You may have noticed that some decisions in church life are less popular than others. It’s easy for people who may not have all the facts to make unfair assumptions about the motivations, strategies and choices being handed down. At times, church leaders somewhere in the “chain of command” may be called upon to explain a difficult decision to the church as a whole or to one specific group within the Body. If a reasonable chance for misunderstanding exists, the best way to promote unity in the fellowship is to carefully explain the LOGIC of the decision rather than merely citing the AUTHORITY for the decision. Otherwise, those who make lots of decisions are hung out to dry. Consider a few examples.
Case Study One
Teenagers are skateboarding on the parking lot, which has cracks, metal rails, ramps and various other attractive hazards. This creates a safety issue for the teens and a liability issue for the church. The Insurance Committee informs the Pastor that this must be disallowed. The Pastor informs the Youth Minister. When the Youth Minister talks to the kids, he has two options:
(1) “For your safety and to protect the church from a lawsuit, there will no longer be skateboarding on the parking lot.”
(2) “The Pastor said you can’t skateboard anymore!”
Case Study Two
Moses comes down from the mountain with a list of rules from God that result in spiritual obedience and personal happiness. He finds people who have broken those rules and are worshiping a golden calf. Moses throws the tablets down, breaking all Ten Commandments at once. He invites Aaron into his office for a performance review. Aaron comes out and explains the situation to those under his authority:
(1) “Graven images tempt us to worship things rather than God, so we will no longer bow down to pretty gold statues.”

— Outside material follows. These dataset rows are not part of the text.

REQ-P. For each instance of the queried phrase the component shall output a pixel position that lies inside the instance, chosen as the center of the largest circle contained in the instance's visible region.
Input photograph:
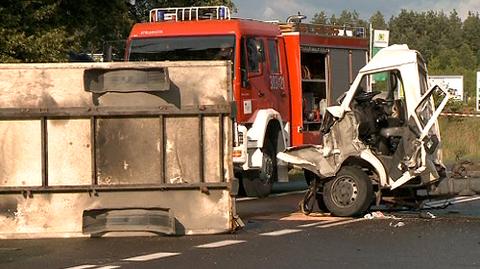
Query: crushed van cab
(378, 141)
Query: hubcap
(268, 169)
(344, 191)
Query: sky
(281, 9)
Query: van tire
(349, 193)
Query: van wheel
(259, 183)
(310, 177)
(349, 193)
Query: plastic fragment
(397, 225)
(379, 215)
(427, 215)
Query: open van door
(420, 140)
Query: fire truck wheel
(349, 193)
(259, 184)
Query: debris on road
(379, 215)
(397, 225)
(426, 215)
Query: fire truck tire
(259, 183)
(349, 193)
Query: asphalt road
(276, 236)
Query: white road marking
(221, 243)
(452, 201)
(339, 223)
(152, 256)
(309, 225)
(281, 232)
(85, 266)
(320, 223)
(243, 199)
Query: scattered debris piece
(427, 215)
(379, 215)
(397, 225)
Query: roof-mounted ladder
(190, 13)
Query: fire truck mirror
(99, 80)
(244, 74)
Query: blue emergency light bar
(190, 13)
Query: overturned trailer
(380, 143)
(92, 148)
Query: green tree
(320, 18)
(378, 21)
(471, 33)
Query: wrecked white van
(379, 143)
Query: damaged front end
(384, 141)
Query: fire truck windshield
(182, 48)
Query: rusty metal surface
(60, 214)
(65, 150)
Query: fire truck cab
(283, 76)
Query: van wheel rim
(268, 169)
(344, 191)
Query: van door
(420, 141)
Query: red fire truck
(284, 75)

(2) “Moses chewed me out and started throwing things in a terrible hissy fit! No more golden calves because Moses doesn’t like them!”
Case Study Three
The ceremony of observing the Lord’s Supper is considered by our Deacon Body leadership to be one of the most sacred and spiritual observances that we ever participate in as a church family. Thus, the dignity of the occasion is easily on a par with that of a wedding or a funeral, ceremonies in which it is customary for those on the platform, ushering, singing and ministering to wear formal attire such as tuxedoes, suits and clergy robes. The Deacon Chairman reminds deacons that as we serve the Lord’s Supper next Sunday, we are to wear coats and ties. One deacon, absent from the meeting, asks another one about the policy. He is told:
(1) “Since the Lord’s Supper is as sacred to us as a Wedding or a Funeral, and since we are participating in the ceremony much like an usher, groomsman or pall bearer, we will all be wearing coats and ties to conform our dress with the dignity of the occasion.”
(2) “The Deacon Chairman said we have to dress up to take the Lord’s Supper–even though Jesus wore sandals and a tunic to the first one!”
I hope these examples clarify my point. While it is certainly appropriate at times to explain the realm of authority responsible for determining the logic of a tough call, we are less than fair to those decision makers when we only give people the WHO without giving them the WHY. It engenders distrust and may even breed rebellion. It takes a little bit more time to give a WHY than it does to cite a WHO, but it results in much greater harmony among the Body of Christ.